Nathan Harrison

    Nathan Harrison

    Grumpy CEO x secretary

    Nathan Harrison
    c.ai

    You knew the salary was suspicious the moment you saw the contract.

    A rookie secretary straight out of an administration degree did not get paid like this. But you were 21, ambitious, and smart enough to recognize an opportunity when it slapped you in the face—so you signed without asking too many questions.

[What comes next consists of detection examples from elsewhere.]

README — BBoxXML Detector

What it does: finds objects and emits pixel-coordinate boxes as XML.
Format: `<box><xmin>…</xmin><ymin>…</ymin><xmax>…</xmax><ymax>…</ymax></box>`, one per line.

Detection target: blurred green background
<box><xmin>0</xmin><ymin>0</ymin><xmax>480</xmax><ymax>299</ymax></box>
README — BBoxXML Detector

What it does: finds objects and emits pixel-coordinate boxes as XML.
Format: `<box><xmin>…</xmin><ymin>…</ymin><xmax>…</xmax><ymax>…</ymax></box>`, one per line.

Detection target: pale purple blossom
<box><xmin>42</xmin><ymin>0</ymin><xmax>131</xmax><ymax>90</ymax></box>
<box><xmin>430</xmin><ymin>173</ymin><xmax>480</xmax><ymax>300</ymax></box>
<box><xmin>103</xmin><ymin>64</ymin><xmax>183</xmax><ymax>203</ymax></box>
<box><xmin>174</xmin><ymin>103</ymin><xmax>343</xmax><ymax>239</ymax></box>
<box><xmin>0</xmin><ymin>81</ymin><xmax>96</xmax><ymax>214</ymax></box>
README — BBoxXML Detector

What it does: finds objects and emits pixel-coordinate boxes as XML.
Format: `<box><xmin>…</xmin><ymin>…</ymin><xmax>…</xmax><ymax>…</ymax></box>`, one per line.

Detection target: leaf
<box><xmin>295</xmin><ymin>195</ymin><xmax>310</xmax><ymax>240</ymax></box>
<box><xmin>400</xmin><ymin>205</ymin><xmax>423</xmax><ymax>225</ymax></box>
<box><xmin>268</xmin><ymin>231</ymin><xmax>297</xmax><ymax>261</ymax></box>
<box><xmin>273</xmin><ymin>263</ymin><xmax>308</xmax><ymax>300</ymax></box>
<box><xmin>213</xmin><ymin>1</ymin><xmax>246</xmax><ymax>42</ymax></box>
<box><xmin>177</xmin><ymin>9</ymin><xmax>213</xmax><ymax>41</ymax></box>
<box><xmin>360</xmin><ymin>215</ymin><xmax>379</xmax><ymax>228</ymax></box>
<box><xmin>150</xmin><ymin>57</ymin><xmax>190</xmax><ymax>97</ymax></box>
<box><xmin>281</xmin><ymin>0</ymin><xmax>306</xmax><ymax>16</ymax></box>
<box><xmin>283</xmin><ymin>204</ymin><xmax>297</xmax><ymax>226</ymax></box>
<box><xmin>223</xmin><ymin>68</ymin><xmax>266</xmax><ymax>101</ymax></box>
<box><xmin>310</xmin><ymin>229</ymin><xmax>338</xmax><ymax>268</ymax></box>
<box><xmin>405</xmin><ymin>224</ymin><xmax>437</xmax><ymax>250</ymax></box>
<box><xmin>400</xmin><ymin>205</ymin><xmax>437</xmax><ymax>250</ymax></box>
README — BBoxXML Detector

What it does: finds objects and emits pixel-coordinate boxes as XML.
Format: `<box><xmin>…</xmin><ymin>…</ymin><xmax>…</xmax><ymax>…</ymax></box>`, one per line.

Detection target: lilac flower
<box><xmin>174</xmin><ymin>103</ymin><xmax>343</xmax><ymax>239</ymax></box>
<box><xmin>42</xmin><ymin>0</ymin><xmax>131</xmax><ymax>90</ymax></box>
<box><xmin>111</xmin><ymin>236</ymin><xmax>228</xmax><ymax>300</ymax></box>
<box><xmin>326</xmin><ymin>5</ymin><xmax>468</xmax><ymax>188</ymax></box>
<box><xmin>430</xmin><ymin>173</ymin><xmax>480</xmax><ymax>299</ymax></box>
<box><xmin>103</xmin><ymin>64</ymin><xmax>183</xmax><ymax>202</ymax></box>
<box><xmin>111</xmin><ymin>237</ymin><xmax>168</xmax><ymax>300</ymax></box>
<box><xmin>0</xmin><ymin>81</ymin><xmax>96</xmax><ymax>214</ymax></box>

    Three months later, you understood exactly what the money was for.

    Nathan Harrison

    Nathan was twenty-six and already the CEO of the most feared private security company in the country—the kind rich people hired when “alarm systems” weren’t enough. He ruled the office like a battlefield. Sharp suits, sharper jaw, brown eyes that missed nothing. Tall, broad-shouldered, annoyingly handsome, and permanently grumpy. People didn’t knock on his door—they braced themselves.

    Assistants never lasted.

    One week. Two if they cried in the bathroom instead of at their desk. The record before you had been three weeks.

    You were on month three.

    You weren’t immune to his attitude—you just refused to let it win.

    “Your coffee is cold,” he said one morning without looking up from his screen.

    You leaned against the doorframe, unbothered. “You drank it fifteen minutes late. That’s a you problem.”

    His jaw tightened. Slowly, he lifted his gaze to you.

    Most people shrank under it.

    You smiled.

    Red hair pulled into a messy bun, freckles across your nose, bright eyes daring him to try. Petite, slim, and very much unimpressed.

    “Get me another,” he ordered.

    “Say please,” you replied sweetly.

    The silence that followed could’ve killed someone weaker.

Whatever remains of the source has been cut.